Me parece ver una constante en el mundo que traes a través de tu ventana, un juego recurrente entre claridad y opacidad. La mancha es descrita como algo capaz de “opacar la realidad”; la noche es algo que dificulta la visibilidad y por eso juzgas mejor observar el exterior la luz del día; el juego entre las nubes y el sol es descrito como una especie de batalla, donde hay esfuerzos y ganancias, precisamente entre las veladuras de la nubes y la claridad del sol. La claridad en tu texto aparece como algo bastante más valorado que la opacidad.
¿Existe una claridad total, libre de velos? ¿Es que todo conocimiento puede aspirar a ser perfectamente claro? ¿O hay ámbitos del conocimiento que son, por definición, opacos, velados, ámbito donde siempre hay un importante margen de incertidumbre? Yo diría que no sabemos gran cosa y que nuestro conocimiento es en general bastante opaco, bastante velado, porque hay un fondo de incertidumbre prácticamente en todo. ¿Quién hubiera imaginado lo que estamos viviendo con esto del Covid? ¿Qué certeza tenemos de que mañana abriremos los ojos?
Algo que he aprendido de un hombre sabio y maravilloso es que en las cosas más fundamentales media siempre una especie de nube o niebla y que hay una sabiduría importante en poder asumir esa niebla básica y en saber moverse a través de ella.
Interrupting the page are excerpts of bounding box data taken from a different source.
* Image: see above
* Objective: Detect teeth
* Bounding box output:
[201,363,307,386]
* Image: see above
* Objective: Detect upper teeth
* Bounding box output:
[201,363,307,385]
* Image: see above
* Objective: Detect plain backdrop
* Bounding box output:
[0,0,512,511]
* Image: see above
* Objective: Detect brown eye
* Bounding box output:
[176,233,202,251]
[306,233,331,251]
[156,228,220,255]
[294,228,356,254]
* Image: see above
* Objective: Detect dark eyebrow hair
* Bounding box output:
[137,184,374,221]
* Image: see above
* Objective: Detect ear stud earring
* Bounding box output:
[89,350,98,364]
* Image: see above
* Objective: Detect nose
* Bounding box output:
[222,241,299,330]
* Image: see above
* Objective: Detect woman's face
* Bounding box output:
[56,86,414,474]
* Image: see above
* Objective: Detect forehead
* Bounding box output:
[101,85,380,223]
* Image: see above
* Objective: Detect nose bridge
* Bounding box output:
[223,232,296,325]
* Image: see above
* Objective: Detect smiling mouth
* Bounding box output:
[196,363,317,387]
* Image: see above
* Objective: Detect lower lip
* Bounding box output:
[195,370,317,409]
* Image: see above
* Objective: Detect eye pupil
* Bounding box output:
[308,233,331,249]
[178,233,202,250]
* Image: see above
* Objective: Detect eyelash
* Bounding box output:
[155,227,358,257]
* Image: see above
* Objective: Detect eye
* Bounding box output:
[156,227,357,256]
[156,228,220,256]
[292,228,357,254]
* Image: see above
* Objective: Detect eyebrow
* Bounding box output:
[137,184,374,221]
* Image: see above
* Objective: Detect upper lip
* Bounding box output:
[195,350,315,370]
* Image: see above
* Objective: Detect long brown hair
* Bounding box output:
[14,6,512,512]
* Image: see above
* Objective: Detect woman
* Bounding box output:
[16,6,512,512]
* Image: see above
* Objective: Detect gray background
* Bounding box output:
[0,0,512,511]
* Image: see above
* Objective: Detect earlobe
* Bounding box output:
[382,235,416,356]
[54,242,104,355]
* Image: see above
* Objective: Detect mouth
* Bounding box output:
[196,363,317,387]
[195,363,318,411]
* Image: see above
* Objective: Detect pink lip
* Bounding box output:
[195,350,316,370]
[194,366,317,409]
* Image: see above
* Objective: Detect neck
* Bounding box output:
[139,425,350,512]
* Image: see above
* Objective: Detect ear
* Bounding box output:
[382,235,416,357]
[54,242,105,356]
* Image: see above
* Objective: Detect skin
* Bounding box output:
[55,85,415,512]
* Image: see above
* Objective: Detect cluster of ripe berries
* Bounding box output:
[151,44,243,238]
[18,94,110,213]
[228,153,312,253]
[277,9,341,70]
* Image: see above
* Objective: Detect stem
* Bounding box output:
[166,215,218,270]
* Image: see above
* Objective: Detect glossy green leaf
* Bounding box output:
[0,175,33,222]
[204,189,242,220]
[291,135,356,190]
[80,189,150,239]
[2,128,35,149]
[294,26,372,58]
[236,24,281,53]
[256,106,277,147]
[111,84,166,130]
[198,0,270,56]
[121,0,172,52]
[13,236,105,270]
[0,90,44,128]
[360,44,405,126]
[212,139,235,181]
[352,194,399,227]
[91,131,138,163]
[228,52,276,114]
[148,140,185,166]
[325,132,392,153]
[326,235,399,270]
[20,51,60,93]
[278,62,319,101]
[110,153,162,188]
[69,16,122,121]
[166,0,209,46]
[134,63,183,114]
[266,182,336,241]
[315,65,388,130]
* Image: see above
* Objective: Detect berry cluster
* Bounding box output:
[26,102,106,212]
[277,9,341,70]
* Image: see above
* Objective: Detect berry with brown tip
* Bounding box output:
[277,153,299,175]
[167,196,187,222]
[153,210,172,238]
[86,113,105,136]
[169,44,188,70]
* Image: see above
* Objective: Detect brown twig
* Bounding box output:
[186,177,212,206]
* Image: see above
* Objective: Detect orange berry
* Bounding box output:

Un místico inglés del siglo XIV, cuyo nombre se desconoce, le llamó a esto “la nube del no saber”. Qué importante saber que no sabemos, asumir plenamente que no sabemos. Ésa fue la gran enseñanza de Sócrates.
Por supuesto, el ideal de la claridad es digno de ser perseguido, pero sin restarle valor a esa opacidad constitutiva de la vida, que es en el fondo la que la vuelve imprevisible, emocionante, asombrosa.